I read an article that stated "You are not calculating the value in the same way your buyer is. You cannot sell the price according to what YOU would pay, because you’d pay nothing – you already know how to achieve the outcome you want.
So set the price in line with the outcome, and find ways to deliver it so you’re proud of how easy it is to make the money". (taragentile.com)
Okay, I’ll step off my soap box now. But before I do, I should add that I am really struggling with the idea of selling “Lexus” cookies as well. I am very uncomfortable with valuing myself and my work at a reasonable price and I have absolutely no idea how to tap into the Lexus market whatsoever!
Oh and one more thing, if you follow this link and look under the cookie pricing, she has a pdf chart you can print out to help you get an idea of what to charge based on the size of the cookie. I have come to think of it as more or less $1/inch which takes you on the low end of things.

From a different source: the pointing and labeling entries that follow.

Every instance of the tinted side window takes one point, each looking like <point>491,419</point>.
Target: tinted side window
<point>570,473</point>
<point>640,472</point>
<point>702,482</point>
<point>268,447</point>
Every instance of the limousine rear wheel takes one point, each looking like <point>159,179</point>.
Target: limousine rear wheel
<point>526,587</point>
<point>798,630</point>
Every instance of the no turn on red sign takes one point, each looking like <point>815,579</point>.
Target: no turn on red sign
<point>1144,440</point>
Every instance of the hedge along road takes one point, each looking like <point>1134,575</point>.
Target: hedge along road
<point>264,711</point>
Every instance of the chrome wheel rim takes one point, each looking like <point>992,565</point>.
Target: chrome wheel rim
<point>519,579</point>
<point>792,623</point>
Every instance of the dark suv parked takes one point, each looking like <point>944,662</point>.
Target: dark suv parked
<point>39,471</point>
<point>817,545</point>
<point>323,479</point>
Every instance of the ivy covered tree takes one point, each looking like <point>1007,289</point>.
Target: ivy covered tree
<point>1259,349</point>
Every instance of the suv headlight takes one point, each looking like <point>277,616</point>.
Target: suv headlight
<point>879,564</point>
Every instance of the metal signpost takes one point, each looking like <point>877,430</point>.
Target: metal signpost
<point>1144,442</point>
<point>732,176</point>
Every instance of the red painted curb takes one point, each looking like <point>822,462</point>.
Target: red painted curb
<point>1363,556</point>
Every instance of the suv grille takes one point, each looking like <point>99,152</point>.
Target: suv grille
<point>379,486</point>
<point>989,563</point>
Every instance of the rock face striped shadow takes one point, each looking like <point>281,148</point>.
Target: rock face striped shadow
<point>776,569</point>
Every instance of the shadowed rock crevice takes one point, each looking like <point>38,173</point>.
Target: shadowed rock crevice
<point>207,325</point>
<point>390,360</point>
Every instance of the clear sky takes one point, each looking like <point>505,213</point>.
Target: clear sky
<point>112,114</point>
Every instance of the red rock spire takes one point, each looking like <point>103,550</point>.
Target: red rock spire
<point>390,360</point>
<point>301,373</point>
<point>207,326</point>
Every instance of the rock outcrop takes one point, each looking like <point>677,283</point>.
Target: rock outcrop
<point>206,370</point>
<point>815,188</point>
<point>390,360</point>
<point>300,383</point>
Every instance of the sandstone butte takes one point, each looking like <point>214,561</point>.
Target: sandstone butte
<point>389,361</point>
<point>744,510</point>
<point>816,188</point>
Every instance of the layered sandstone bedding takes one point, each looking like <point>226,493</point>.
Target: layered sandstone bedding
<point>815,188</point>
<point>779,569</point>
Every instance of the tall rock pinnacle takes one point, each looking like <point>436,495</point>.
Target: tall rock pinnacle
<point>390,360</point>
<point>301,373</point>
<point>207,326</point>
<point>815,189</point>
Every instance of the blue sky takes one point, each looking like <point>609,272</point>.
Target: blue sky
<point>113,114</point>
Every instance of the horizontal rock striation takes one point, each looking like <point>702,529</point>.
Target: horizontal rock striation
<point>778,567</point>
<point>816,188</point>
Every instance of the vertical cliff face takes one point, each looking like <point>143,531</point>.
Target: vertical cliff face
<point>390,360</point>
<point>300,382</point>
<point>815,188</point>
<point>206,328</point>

I have been thinking about this for days! I made almost 6 dozen snowflake cookies for a friends baby shower this weekend (http://cakesdecor.com/cakes/5488) and since I had never made cookies to sell before I didn’t have a clue what to charge her mom and she ended up giving me a check for $150 which worked out to about $2.20 a cookie. I had told her that when I looked online to see what they usually go for I saw mostly the $4 range but that I thought that was an outrageous price……until it took me from 8 am on Saturday morning until 2 am Sunday, almost non-stop to prepare batter, roll, cut, bake, cool, prepare frosting and colors, frost, sugar dust, dry and detail all 68 cookies while my hand was cramping and even 3 Motrin couldn’t take the pain away! When I woke up at 8 am, my husband, daughter and I had breakfast and we starting cutting ribbon packaging cookies and tying the ribbons then curling them which took most of the morning with 2 of us at it (and a toddler crying for attention)! I can totally justify charging $3 or $4 a cookie now.
PLEASE, do not undervalue your time and efforts. I definitely should have asked for at least $200 but like they say, “Hindsight is 20/20”.
Thank you so very much SugarTales and Elena!
I share a face book page with a friend of mine which is good but also presents challenges when it comes to pricing. Our work is very different,,, my work is a bit “cleaner” for lack of a better word but I also charge a lot more then she does… about double. which can cause some problems with customers. When people complain about her prices which are for example $30 for a 10" cake where as mine is at least $60… it is hard to explain that to someone who doesn’t do this all the time. The cookies I have defiantly under sold my self which I will try not to do again. Thanks again for all the help!